仕事してみたりしても、節々でなんか、感覚が広がっていったというか。僕も確かに、誰かが倒れたらきっと心配するよなとか、本当は凄く恵まれているんだなって、そんなことを今日は考えました」
「…そうか」
「だからこそわかんないんですけどね」
ちらっと見上げてくる加東に「何」と、なんだか思ったより冷たい言い方をしてしまったが、「別に…」と言いつつ何かを言い残している余韻。
「どうしてなのかなって」
「…何が?」
「いや、なんか、お人好しですよね、やっぱり」
「…かも」
「そのわりにわかってないんだから」
「え、何が?」
ふふ、と嬉しそうに言う加東の言いたいことが昇にはいまいち見えてこない。
「評価の話です。僕だって気付いてなかったのに!」
「ん?」
まぁ確かに、お前が思ってるよりお前は純粋で可愛い良いヤツだよ、そうは思った。
なんとなく嬉しそうな加東を見て、まぁいいかと片付ける。まだまだ、読めないままで微妙に話は噛み合わないけど。

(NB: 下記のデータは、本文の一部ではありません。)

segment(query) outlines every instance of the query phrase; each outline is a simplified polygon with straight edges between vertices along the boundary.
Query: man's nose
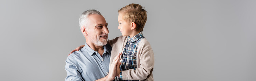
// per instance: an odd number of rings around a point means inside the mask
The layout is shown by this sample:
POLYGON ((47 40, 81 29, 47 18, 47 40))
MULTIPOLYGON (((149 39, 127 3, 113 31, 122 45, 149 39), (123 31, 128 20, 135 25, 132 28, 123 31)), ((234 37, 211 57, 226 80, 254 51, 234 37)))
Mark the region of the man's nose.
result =
POLYGON ((104 26, 104 27, 103 27, 103 33, 104 33, 106 34, 108 34, 109 33, 109 29, 108 29, 108 28, 107 28, 106 27, 104 26))

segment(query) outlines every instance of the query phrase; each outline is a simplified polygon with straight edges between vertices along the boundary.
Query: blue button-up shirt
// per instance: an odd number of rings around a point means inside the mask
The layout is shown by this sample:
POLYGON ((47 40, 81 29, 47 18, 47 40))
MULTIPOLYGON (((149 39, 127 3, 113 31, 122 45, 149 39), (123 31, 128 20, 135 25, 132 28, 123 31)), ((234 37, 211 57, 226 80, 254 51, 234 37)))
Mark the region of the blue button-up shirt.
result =
POLYGON ((102 57, 86 43, 80 50, 73 52, 66 60, 65 81, 94 81, 106 76, 109 72, 112 48, 103 46, 102 57))

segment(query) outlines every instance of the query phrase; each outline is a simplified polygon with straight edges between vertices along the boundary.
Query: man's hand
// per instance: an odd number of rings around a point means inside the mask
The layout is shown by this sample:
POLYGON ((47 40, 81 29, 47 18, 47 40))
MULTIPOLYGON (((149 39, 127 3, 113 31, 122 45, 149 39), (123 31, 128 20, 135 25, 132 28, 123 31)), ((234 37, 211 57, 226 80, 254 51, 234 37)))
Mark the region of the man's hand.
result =
POLYGON ((113 59, 114 61, 113 61, 109 67, 109 72, 106 76, 108 80, 112 80, 116 77, 116 68, 118 64, 117 63, 120 61, 120 54, 119 54, 115 57, 113 59))
MULTIPOLYGON (((119 53, 119 56, 121 55, 121 53, 119 53)), ((116 76, 120 77, 120 73, 121 73, 121 70, 120 70, 120 66, 121 66, 121 60, 119 60, 118 63, 116 65, 116 76)))
POLYGON ((72 51, 71 51, 71 52, 69 53, 69 56, 71 53, 73 53, 73 52, 76 51, 78 51, 78 50, 79 50, 80 49, 81 49, 81 48, 83 48, 83 47, 84 47, 84 45, 82 45, 81 46, 80 46, 78 47, 77 48, 76 48, 74 50, 73 50, 72 51))

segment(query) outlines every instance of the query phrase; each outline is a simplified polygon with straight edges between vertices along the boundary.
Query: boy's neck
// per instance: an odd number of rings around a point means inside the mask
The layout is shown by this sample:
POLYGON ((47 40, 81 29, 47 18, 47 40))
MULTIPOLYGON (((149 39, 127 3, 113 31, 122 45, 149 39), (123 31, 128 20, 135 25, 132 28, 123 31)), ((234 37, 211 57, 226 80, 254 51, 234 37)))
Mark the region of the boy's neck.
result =
POLYGON ((140 31, 133 31, 131 33, 131 34, 129 35, 129 36, 130 36, 130 37, 132 38, 132 37, 133 37, 133 36, 135 36, 136 35, 138 34, 140 32, 140 31))

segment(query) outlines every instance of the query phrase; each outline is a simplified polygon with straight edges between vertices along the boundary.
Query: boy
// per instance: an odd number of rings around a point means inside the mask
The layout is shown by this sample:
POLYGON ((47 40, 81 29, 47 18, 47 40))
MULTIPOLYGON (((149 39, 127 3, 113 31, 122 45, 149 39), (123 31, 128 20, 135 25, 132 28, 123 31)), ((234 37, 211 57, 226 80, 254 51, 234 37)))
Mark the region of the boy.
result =
POLYGON ((142 32, 147 20, 147 12, 142 8, 131 4, 118 10, 118 28, 122 36, 108 42, 112 47, 110 63, 119 53, 122 54, 116 66, 116 81, 154 81, 154 54, 142 32))
POLYGON ((142 32, 147 20, 147 12, 142 8, 139 4, 131 4, 118 10, 118 28, 123 36, 112 40, 116 42, 113 45, 110 62, 112 63, 118 53, 122 53, 120 66, 117 65, 116 71, 116 76, 120 78, 116 80, 154 80, 154 54, 142 32))

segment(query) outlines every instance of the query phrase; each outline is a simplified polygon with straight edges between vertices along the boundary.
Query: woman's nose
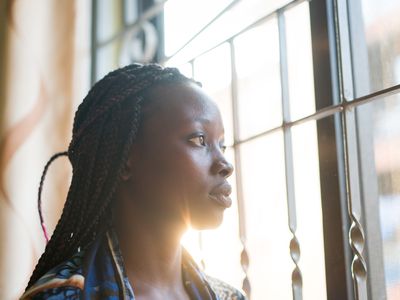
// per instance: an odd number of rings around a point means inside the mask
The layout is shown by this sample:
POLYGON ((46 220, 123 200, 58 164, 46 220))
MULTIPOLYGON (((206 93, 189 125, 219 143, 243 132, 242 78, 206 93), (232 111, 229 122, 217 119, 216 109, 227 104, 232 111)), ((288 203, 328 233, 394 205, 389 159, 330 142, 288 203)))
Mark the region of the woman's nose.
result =
POLYGON ((223 155, 215 159, 213 169, 214 173, 220 174, 224 178, 231 176, 234 170, 233 165, 223 155))

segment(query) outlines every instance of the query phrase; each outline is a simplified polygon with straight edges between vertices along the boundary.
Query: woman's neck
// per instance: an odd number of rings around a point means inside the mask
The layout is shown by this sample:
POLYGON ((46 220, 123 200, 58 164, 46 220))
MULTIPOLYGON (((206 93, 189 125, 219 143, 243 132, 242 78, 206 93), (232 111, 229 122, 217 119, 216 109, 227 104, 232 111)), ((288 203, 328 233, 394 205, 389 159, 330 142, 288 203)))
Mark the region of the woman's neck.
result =
POLYGON ((137 215, 129 224, 117 225, 125 271, 137 298, 188 299, 182 282, 183 228, 177 227, 137 215))

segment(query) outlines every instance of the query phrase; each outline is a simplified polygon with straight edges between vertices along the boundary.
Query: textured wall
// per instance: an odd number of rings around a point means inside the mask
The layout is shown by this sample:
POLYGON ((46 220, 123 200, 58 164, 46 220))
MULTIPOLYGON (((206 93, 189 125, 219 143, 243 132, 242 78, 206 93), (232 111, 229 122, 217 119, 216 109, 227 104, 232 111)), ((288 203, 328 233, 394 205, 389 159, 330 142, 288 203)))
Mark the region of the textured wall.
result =
MULTIPOLYGON (((53 153, 67 148, 73 112, 87 89, 90 38, 82 34, 89 32, 90 7, 89 1, 80 2, 1 3, 0 299, 19 297, 44 250, 36 209, 41 172, 53 153)), ((62 158, 45 181, 43 207, 50 233, 70 173, 62 158)))

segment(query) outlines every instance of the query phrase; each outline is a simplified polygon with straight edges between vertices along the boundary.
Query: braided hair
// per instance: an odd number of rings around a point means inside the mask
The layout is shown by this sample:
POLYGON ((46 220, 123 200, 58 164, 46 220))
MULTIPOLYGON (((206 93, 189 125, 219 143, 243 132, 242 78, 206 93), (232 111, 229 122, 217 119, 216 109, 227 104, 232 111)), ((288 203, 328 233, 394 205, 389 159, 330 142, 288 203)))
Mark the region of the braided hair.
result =
MULTIPOLYGON (((67 155, 72 164, 72 181, 61 218, 27 289, 76 251, 87 249, 103 232, 102 224, 108 224, 111 200, 138 135, 142 109, 150 102, 146 93, 161 84, 188 81, 193 82, 175 68, 132 64, 107 74, 89 91, 75 114, 68 151, 49 161, 67 155)), ((40 181, 38 198, 46 239, 40 194, 49 163, 40 181)))

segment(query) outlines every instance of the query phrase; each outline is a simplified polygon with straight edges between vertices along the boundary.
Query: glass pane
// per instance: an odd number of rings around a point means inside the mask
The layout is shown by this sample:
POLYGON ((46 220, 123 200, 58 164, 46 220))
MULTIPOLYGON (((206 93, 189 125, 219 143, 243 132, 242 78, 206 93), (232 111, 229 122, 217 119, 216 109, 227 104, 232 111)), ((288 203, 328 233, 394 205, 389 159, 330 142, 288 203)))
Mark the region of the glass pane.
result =
POLYGON ((292 120, 315 112, 309 15, 307 1, 285 12, 290 117, 292 120))
POLYGON ((232 0, 167 1, 164 9, 165 54, 172 55, 231 2, 232 0))
MULTIPOLYGON (((171 1, 171 0, 169 0, 171 1)), ((185 0, 181 0, 184 2, 185 0)), ((218 20, 216 20, 213 24, 211 24, 208 28, 206 28, 198 37, 196 37, 190 44, 187 45, 181 52, 179 52, 172 60, 175 63, 185 62, 191 60, 193 57, 200 55, 204 51, 210 49, 211 47, 218 45, 221 41, 224 41, 235 34, 238 34, 241 30, 246 28, 247 26, 253 24, 255 21, 262 19, 268 14, 274 12, 276 9, 282 7, 283 5, 291 2, 292 0, 274 0, 274 1, 265 1, 265 0, 246 0, 246 1, 237 1, 237 3, 225 12, 218 20)), ((191 3, 192 1, 188 1, 191 3)), ((196 9, 196 6, 191 5, 188 10, 184 10, 183 6, 175 8, 174 13, 178 16, 180 14, 186 14, 185 22, 180 22, 177 24, 175 28, 170 28, 166 26, 166 44, 168 43, 168 39, 173 39, 174 36, 181 35, 182 28, 187 28, 190 26, 191 20, 194 18, 198 18, 196 16, 204 9, 210 10, 217 3, 224 1, 210 1, 210 5, 207 6, 204 3, 208 3, 208 1, 195 1, 201 3, 203 6, 201 9, 196 9), (212 3, 211 3, 212 2, 212 3), (177 34, 179 33, 179 34, 177 34)), ((229 1, 231 2, 231 1, 229 1)), ((222 6, 222 5, 221 5, 222 6)), ((172 18, 173 15, 171 15, 172 18)), ((167 24, 166 24, 167 25, 167 24)), ((258 45, 258 42, 253 44, 258 45)), ((256 50, 257 47, 254 47, 253 50, 256 50)), ((171 55, 172 53, 168 53, 171 55)))
POLYGON ((103 42, 122 29, 122 0, 97 0, 97 42, 103 42))
POLYGON ((366 77, 356 96, 399 84, 400 2, 349 1, 349 9, 357 76, 366 77))
POLYGON ((195 80, 203 84, 221 110, 227 145, 233 144, 230 57, 229 45, 223 44, 194 61, 195 80))
POLYGON ((239 137, 244 139, 282 123, 276 19, 240 35, 234 45, 238 76, 239 137))
POLYGON ((248 275, 253 300, 291 300, 293 262, 289 243, 282 132, 240 146, 248 275))
POLYGON ((114 43, 103 46, 96 53, 96 80, 119 67, 121 43, 114 43))
POLYGON ((326 299, 319 155, 315 121, 292 128, 296 236, 304 299, 326 299))
POLYGON ((193 78, 192 64, 187 63, 178 67, 179 71, 188 78, 193 78))
POLYGON ((138 17, 138 1, 137 0, 125 0, 125 22, 127 24, 132 24, 136 21, 138 17))
MULTIPOLYGON (((400 299, 400 95, 357 109, 366 214, 366 241, 376 264, 383 260, 388 300, 400 299), (380 228, 380 230, 379 230, 380 228), (377 238, 381 236, 381 238, 377 238), (378 251, 379 250, 379 251, 378 251), (383 257, 377 257, 381 253, 383 257)), ((382 287, 384 290, 384 287, 382 287)))

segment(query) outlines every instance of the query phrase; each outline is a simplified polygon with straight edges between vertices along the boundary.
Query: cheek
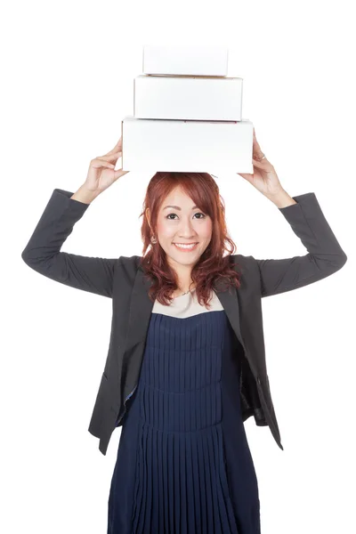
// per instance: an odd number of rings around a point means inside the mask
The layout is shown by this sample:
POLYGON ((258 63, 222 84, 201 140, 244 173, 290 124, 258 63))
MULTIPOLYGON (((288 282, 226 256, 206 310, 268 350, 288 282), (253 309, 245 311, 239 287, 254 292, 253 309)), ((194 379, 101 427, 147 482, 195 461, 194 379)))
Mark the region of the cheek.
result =
POLYGON ((158 222, 157 230, 161 239, 168 239, 174 235, 175 229, 173 224, 165 224, 165 222, 158 222))

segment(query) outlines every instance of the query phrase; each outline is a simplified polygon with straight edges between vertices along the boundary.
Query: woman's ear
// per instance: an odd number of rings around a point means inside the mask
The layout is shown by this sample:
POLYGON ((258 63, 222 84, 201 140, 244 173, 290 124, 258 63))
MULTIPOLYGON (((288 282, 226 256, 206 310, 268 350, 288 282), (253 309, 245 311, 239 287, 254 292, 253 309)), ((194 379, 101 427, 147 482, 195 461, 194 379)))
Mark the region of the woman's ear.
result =
MULTIPOLYGON (((149 222, 149 226, 150 228, 150 207, 146 207, 146 211, 145 211, 145 215, 147 218, 147 222, 149 222)), ((150 228, 151 229, 151 228, 150 228)), ((152 230, 152 229, 151 229, 152 230)))

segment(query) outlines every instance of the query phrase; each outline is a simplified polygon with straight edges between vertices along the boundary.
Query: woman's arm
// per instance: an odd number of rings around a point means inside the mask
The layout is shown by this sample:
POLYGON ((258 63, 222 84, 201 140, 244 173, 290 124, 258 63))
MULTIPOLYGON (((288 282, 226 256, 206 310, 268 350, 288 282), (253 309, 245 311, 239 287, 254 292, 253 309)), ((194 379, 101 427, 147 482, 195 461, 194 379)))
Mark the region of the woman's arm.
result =
POLYGON ((347 261, 315 194, 305 193, 290 198, 295 204, 288 205, 286 198, 270 199, 278 206, 286 202, 287 206, 279 209, 308 254, 280 260, 255 260, 263 297, 312 284, 336 272, 347 261))
POLYGON ((93 198, 84 186, 76 193, 55 189, 21 257, 28 267, 53 280, 111 297, 118 258, 61 252, 74 224, 84 215, 93 198))

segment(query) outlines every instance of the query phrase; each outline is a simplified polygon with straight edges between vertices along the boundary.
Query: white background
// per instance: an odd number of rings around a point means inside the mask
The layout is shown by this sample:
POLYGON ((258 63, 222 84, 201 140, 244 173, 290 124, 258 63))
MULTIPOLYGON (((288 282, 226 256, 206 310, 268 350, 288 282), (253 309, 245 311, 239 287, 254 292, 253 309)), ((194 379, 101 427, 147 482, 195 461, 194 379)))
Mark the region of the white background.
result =
MULTIPOLYGON (((34 0, 2 12, 1 531, 106 533, 121 429, 103 456, 87 427, 111 300, 40 276, 20 255, 53 189, 76 191, 90 160, 120 137, 144 44, 180 43, 229 47, 228 76, 244 80, 243 117, 284 189, 316 194, 348 256, 333 276, 263 300, 285 450, 268 427, 246 422, 262 533, 355 531, 352 3, 34 0)), ((150 177, 120 178, 62 250, 141 255, 150 177)), ((235 254, 306 254, 278 208, 243 178, 221 174, 216 182, 235 254)))

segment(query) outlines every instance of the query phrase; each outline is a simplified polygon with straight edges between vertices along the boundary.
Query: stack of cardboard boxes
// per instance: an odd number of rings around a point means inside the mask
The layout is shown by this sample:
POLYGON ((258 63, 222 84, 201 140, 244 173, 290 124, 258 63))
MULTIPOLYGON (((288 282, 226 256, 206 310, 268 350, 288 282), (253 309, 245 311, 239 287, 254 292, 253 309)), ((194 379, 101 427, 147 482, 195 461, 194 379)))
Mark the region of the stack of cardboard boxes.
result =
POLYGON ((254 125, 241 118, 242 78, 227 48, 143 48, 134 116, 121 123, 125 171, 253 173, 254 125))

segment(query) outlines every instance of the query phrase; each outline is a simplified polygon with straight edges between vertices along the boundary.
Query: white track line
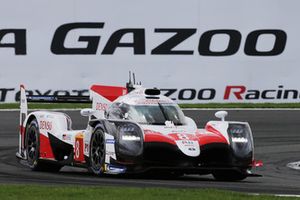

…例えば、これから何かがあったとする、こいつと。どうだろう。ただまぁ仕事でも、…どうやらプライベートでも、相性は悪くないようだ。
「またひとつ、悪いことしちゃったかな」
けらっと、そう言う加東に昇は何も言えなくなりそうだったが、「いや、違うだろ」とぎこちなくなりつつ、頭を撫でた。
車に無事戻り、わぁ、どっと疲れた。何気に緊張していたらしい、気分を変えようとスマホを弄る。
「ついでだから何食いたい?」と聞くと、「なんでもいいです」と、一番厄介な答えが返ってきた。
「んー…じゃ、なんでもあるしファミレスね」
「あ、はーい」
実際、これで全て解決なわけじゃないよな、と頭にはある。これから先に…と考えているのも不思議だった。
それは、プラスチックのようなもの。たった一つの小さな光。
メロウなような、ポップなメロディが流れる。
「あ、この人もなんかちょっと…変わってる!」とこっちを見た加東の左耳にあるピアス。
「そうだな」と昇は上の空で返し、考えた。